Dropping her hands from her face, Maura articulated a hoarse yes, though it was barely audible. Jane waited, following a step behind Maura as she walked to her car, not quite sure she had heard correctly. Maura slid into the passenger seat, closing the door and securing her belt before staring directly ahead. She placed her hands in her lap and entwined her fingers, knuckles white at the immediate grip she had, trying to keep the tears tracking over her cheekbones to a minimum.

Jane stepped in a moment later, silently starting the car and reversing onto the vacant street that surrounded the cemetery.

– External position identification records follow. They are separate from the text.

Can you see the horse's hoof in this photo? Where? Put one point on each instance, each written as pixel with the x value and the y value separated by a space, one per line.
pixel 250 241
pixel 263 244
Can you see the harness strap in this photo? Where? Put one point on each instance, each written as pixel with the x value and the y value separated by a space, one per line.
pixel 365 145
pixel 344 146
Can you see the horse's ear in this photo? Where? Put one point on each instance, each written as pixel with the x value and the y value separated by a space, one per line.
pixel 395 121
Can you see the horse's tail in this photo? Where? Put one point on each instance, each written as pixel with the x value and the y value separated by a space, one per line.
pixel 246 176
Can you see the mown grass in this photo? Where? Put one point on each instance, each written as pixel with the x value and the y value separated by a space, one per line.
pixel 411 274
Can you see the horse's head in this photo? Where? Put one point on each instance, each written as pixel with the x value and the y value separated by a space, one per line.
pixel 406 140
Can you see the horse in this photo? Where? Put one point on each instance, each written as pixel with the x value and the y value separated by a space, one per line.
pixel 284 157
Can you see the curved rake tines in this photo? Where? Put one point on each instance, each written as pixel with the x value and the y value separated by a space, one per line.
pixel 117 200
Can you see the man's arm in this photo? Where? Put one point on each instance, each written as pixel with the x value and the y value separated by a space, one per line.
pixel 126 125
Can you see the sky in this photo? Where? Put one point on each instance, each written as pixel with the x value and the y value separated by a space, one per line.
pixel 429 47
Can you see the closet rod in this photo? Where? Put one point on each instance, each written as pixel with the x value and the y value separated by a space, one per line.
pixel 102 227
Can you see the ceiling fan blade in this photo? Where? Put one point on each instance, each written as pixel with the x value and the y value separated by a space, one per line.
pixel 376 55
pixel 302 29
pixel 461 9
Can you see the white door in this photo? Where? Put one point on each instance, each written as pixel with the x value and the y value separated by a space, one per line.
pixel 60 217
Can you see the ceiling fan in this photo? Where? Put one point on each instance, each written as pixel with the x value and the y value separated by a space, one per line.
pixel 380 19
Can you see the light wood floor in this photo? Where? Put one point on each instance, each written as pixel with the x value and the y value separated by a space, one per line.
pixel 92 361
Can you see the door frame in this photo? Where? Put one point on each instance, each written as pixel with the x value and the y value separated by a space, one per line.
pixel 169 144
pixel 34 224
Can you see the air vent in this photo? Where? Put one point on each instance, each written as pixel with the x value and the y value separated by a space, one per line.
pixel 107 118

They drove a few blocks, working their way towards Maura's, screeching breaks and distant sirens in the peripheral of their senses. "You going to be okay tonight?" Jane asked tentatively, hands sliding around the steering wheel as she turned at a changing set of lights.

Maura nodded, swallowing heavily and closing her eyes in a prolonged blink. "Yes," she confirmed.

"I can send Ma back over," Jane offered, guilt settling heavily in her chest.

"That's not necessary," Maura muttered, desperate to get out of Jane's car and into the safety of her residence, if only so that she could slide down to the floor and unashamedly sob into exhaustion.

"I want to help," Jane said softly, indicating and pulling up on the side of the street, just a few short steps away from Maura's front door.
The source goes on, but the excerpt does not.